Deivid Fernandes da Rosa, segundo a promotoria, presenciou a ação mesmo tendo negado em comunicação interna. “Estava ciente da abordagem realizada em Guilherme João da Silva, com disparo de arma de fogo efetuado por seu companheiro de guarnição, haja vista ter se aproximado da cena, ter visualizado a vítima desfalecida no chão, já baleada no braço e, posteriormente, ter saído do local caminhando pela rua até a viatura pública. É o que comprovam os testemunhos e as imagens da câmera de segurança da empresa”, afirma o MPSC no documento inserido no processo no dia 10 de outubro de 2016.
Contrapontos
Questionado pela reportagem do Farol, a assessoria de comunicação da Prefeitura de Florianópolis alegou que Deivid ainda recorre da decisão e ter perfil para o cargo e qualificação profissional. Também alega que o servidor nomeado não efetuou o disparo contra a vítima, que foi presa dias depois por tráfico de drogas no mesmo local da abordagem. “Deivid provou que nada teve a ver com o disparo contra um traficante (que semanas depois foi preso pelo Bope por tráfico internacional no mesmo local onde houve o suposto incidente com os Guardas)”, diz trecho da nota oficial da Prefeitura. O site também tentou contato com os advogados dos dois funcionários citados nesta reportagem, mas não conseguiu contato até o fechamento deste edição. O Farol fica a disposição dos defensores para publicar a qualquer tempo suas alegações sobre o caso que ainda será julgado pelo TJSC.

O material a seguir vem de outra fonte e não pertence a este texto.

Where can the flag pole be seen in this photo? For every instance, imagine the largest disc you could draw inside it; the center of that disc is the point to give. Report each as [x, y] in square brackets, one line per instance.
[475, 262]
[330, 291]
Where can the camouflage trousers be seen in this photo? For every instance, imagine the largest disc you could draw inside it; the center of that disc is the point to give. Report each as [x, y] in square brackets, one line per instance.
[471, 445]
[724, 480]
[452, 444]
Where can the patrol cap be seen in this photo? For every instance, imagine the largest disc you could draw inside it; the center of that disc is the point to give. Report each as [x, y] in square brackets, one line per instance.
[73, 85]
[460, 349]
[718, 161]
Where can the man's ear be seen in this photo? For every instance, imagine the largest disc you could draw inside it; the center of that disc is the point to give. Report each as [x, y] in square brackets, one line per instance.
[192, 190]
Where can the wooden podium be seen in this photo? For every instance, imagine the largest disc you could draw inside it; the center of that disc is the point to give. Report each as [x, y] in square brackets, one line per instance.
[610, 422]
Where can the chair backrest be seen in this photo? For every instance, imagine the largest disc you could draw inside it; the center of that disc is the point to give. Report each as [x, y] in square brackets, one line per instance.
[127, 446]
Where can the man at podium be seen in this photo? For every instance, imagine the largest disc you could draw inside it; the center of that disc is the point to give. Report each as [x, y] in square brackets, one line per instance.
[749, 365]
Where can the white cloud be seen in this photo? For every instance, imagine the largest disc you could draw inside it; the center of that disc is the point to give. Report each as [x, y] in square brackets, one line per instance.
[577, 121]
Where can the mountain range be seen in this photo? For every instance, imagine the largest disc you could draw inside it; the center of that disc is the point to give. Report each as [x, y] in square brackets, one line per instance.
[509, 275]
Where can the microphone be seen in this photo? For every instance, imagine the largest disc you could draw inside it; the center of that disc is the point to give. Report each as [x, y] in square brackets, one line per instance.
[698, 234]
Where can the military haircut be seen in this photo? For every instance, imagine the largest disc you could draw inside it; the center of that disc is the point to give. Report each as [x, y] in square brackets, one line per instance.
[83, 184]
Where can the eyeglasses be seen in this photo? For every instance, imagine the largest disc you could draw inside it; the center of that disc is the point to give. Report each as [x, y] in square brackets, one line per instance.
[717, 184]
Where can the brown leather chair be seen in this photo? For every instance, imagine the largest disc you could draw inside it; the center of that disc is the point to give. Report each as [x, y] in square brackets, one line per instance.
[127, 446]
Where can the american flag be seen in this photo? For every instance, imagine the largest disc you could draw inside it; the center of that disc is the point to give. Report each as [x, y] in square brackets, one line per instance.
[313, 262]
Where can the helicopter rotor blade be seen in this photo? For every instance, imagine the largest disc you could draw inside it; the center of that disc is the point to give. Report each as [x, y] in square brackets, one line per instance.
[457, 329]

Leia abaixo a íntegra do comunicado:
O servidor Deivid Fernandes da Rosa é Guarda Municipal de Florianópolis desde 2004, quando formou-se a primeira turma de Guardas concursados da Prefeitura . A sua experiência de 13 anos na corporação, além de formação em Administração, em Segurança no Trânsito, pós graduação em direito e gestão de trânsito, e de pós-graduação também em Segurança Pública, o qualificam para assumir a função na qual está no momento. Deivid provou que nada teve a ver com o disparo contra um traficante (que semanas depois foi preso pelo Bope por tráfico internacional no mesmo local onde houve o suposto incidente com os Guardas). Tanto que o Guarda foi absolvido do crime de abuso de autoridade. A condenação por prevaricação e falsidade ideológica por, supostamente, não ter relatado a ocorrência no papel, está sendo recorrida. O servidor municipal não tem uma condenação transitada e julgada e não existe uma formação de culpa definitiva.